Has anyone else ever adopted a barn cat?


----------



## themacpack (Jul 16, 2009)

Take a look at this site Barncats --- they are similar to the programs springing up around the country and all share the same basic approach.


----------



## smrobs (Jul 30, 2008)

Well, we got 2 barn cats about a year ago. We didn't adopt them from a shelter, we just brought them home from a lady who was giving away kittens.

Personally, I don't like having feral barn cats. IME, they are harder to keep around than tame ones are; plus, if you need to catch them for whatever reason (they are sick or hurt), you risk getting yourself really hurt with a feral cat.

If you do go feral, get a young kitten as they tame down a lot quicker than a grown cat does.

Once you get it home, lock it in a secure room for a few days, give it a consistent place where it can find food/water, and socialize it well. Make sure that there are no threats that would cause it to want to run away after you open the door to the room it's in. I had to make sure that none of my dogs got loose when my kittens first started to roam around freely. After they got a bit older and decided that the barn was "home" they'll fight off any loose dogs that bother them.

As I said, we've got 2 and since they grew old enough to hunt, I've only seen 1 mouse in the barn, they've cleared all the gophers out of my Dad's front yard, and I've not had a single problem with swallows trying to nest in the barn rafters either.

I'll never be without at least 1 barn cat ever again.


----------



## RoosHuman (Dec 27, 2011)

@themacpack I looked at that website earlier.  I wish that they had such a good program closer to where we are. I kept hoping that random stray cats would just show up and call our place home, but we haven't been that lucky! It seems like every other barn has too many cats... and instead we have no cats and too many mice.


----------



## RoosHuman (Dec 27, 2011)

@smrobs... good point about the feral cats! I didn't think about transporting them to the vet and such... Maybe we can find a snuggle bunny cat that is also a good mouser??


----------



## Saddlebag (Jan 17, 2011)

If you confine cats to the tack room, be sure to remove the saddles. Cats love to scratch leather. My cat was never allowed in the tack room. Traps were my preference as they don't scratch and don't pee.


----------



## yadlim (Feb 2, 2012)

A friend of mine and I rented this old woman's back yard for the horses one year. There was on old dairy barn on the ten acres that we took days cleaning out so the horses would have shelter. The problem was mice. I have never seen so many mice in my life. You could watch ten of fifteen of them running across the beams while you were in the barn feeding the horses. It was GROSS.

Honestly, my daughter and I would 'trap' some by putting a handful of grain in a trash can and leaving it under a beam over night. By mornign there woudl be between four and 20 mice in the can....
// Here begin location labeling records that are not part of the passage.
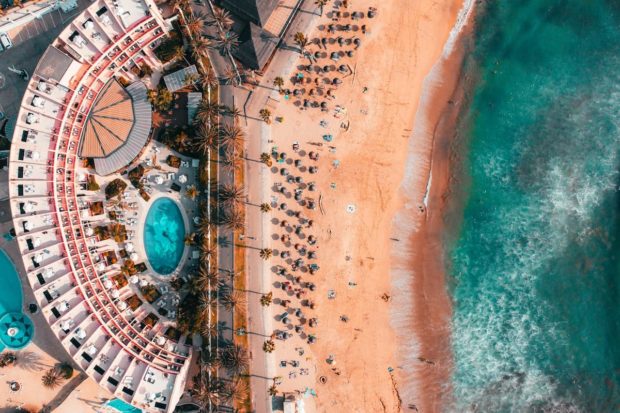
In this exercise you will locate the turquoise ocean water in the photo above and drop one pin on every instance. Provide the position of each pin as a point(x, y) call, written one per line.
point(534, 269)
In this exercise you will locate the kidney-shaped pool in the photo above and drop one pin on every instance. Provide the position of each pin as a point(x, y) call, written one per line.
point(164, 235)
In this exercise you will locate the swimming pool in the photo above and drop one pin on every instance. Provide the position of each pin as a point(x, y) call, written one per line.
point(164, 235)
point(11, 316)
point(122, 406)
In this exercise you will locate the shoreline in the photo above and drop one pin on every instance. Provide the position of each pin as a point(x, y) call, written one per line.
point(421, 314)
I tried the pound, but because I didn't live there, they were not interested in adopting to us. What I found was a very nice lady who had watched a feral cat have kittens in the brush under in window at work. When the kittens were about five months old, she trapped them, had them vetted, neutered/spayed and gotten them shots of worming. At that point, she looked for a home for these 100% feral four cats. 
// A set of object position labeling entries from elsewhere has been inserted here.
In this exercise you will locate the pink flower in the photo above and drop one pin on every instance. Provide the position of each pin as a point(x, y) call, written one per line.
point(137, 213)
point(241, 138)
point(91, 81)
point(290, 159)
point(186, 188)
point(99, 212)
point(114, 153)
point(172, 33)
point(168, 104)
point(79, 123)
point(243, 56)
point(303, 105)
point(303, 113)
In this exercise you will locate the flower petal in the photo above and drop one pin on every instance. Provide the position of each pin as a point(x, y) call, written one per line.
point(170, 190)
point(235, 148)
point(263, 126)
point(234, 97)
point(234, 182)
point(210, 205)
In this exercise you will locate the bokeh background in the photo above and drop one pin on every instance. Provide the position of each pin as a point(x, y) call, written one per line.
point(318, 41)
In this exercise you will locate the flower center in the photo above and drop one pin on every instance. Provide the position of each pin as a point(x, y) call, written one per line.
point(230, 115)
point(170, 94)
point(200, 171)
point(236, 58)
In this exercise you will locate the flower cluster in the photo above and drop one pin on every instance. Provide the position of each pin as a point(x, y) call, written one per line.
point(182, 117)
It was a perfect situation. We kept them in a large dog crate for two weeks, with lots of dry cat food. Then we opened the crate, keeping the cat food dish full, and offered canned every few days. 

After a month, they stopped eatign the dry cat food and we removed the dog crate. 

We woudl see glimpses of them every once in a while, but the best part was that the mouse population plumited over the next year! There was no more listening to them running across the roof and I never saw one again (well, at least not after the cats had been loose for a coupel weeks.) When I woudl get a glimpse of the cats, they were FAT and SASSY!!!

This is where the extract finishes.